In a philosophical sense this demonstrates the necessary rhythms of life, the happy and the sad, the moments of action and the moments of contemplation. It was noted that from this point on the text accelerates relentlessly up to the sojourn in the secret wood at which point time again has little measure or perceivable meaning as in Rivendel.

Another fact taken for granted is that the Fellowship is never conceived as a permanent body. From its inception the various members intend to part to their own paths, with Legolas and Gimli planning such as early as the Pass of Caradhras. Only upon Frodo is the burden of going the entire distance laid. Yet, at the same time, there is much commentary about the uncertainty of their quest and what, or who, may be found along the way. They have to set out as an act of hope, which makes it utterly fitting they embark on December 25th. In each of these moves by Tolkien, in his timing and careful exposition of motives he harkens back to a medieval mindset in which there is a cosmic order which ripples through the ages.

Reaching Hollin, the reader is immediately struck by seemingly sentient stones. Are they sentient? Do their reported memories indicate some form of anthropomorphism or animism? Is this a particular skill of Legolas or all elves? This appears to be an elvish ability, which allows him to feel out the stones as another sense, to read their aura in a form of physiological or psychic archeology.
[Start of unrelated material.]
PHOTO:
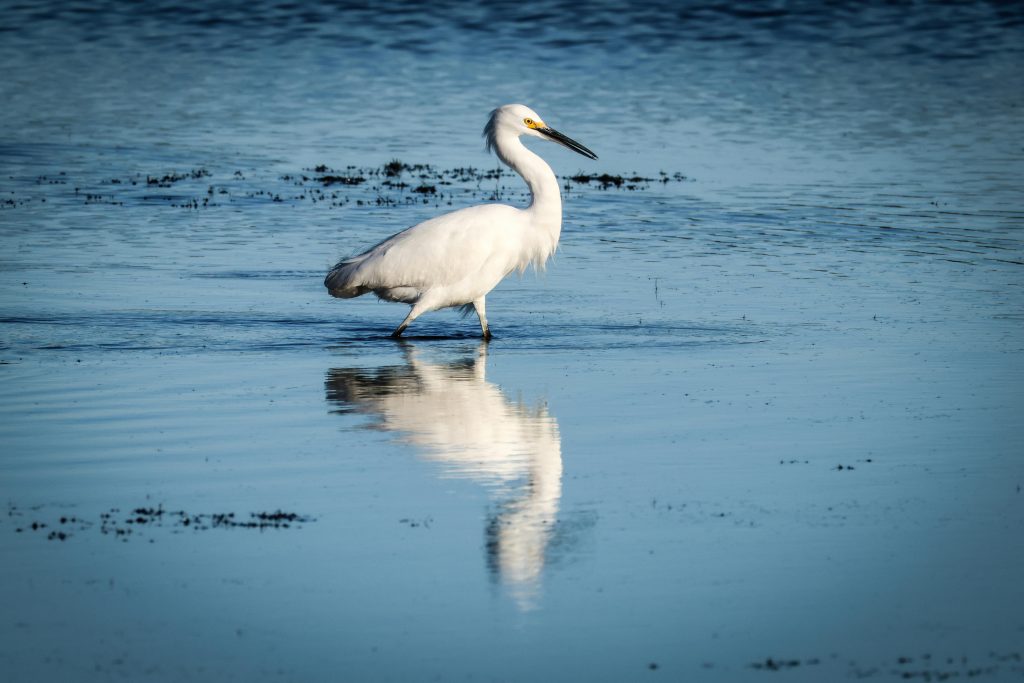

The ‘attack’ on the pass is a mystery, particularly who might be responsible: Sauron, Saruman (who there is little evidence for in the text), the landforms which would cause unpredictable weather, or Caradhras itself. Tolkien clearly lays out hints for many possible solutions, but lets the reader make their own conclusion, which led to an extended discussion on the nature of applicability. Each solution is feasible and changeable, and potentially placed to seed applicability wherein under different circumstances the text may constantly be read in a different light, but always validly as there is that implicit ambiguity. This topic continued in the vague description of the wisp of cloud which covers the stars before they attempt the pass. It should be read literally, as either just what is says or as the first sighting of a flying nazgul (taking into account Gandalf’s sense of feeling it pass overhead).

This chapter shows Legolas at his worst: a snarky, smug, annoying, and rude spoiled royal brat. As a prince, and most likely exposed to constant ‘respect’, it is very likely a learned behavior. And Gimli is much the same, though in a more coarse way. In both cases they are emblematic of what it means to be an elf or a dwarf respectively.

Gandalf’s possession of Glamdring is highlighted and specifically mentioned as the company made ready to set out. Tolkien’s choice to describe him as bearing his staff, “but girt at his side was the elven-sword” seems to imply that up to this point Gandalf did not bear his sword. That, and Gandalf’s desire to take the company through Moria may indicate some sense on his part of his battle with the Balrog. There is no evidence he yet knows the nature of the evil in the mines, but it appears he is well aware there is a major foe to be faced.

It is important to pay attention to Gandalf’s sleeping patterns. After the passing of the crebain, Gandalf does not sleep, or if he does, very little. In many ways this could be seen as indicative of his sense of the danger, the nearness of the accomplishment of his mission as ‘the Grey’ and thus his waning before waxing again as Gandalf the White.

… until the hour of our next meeting.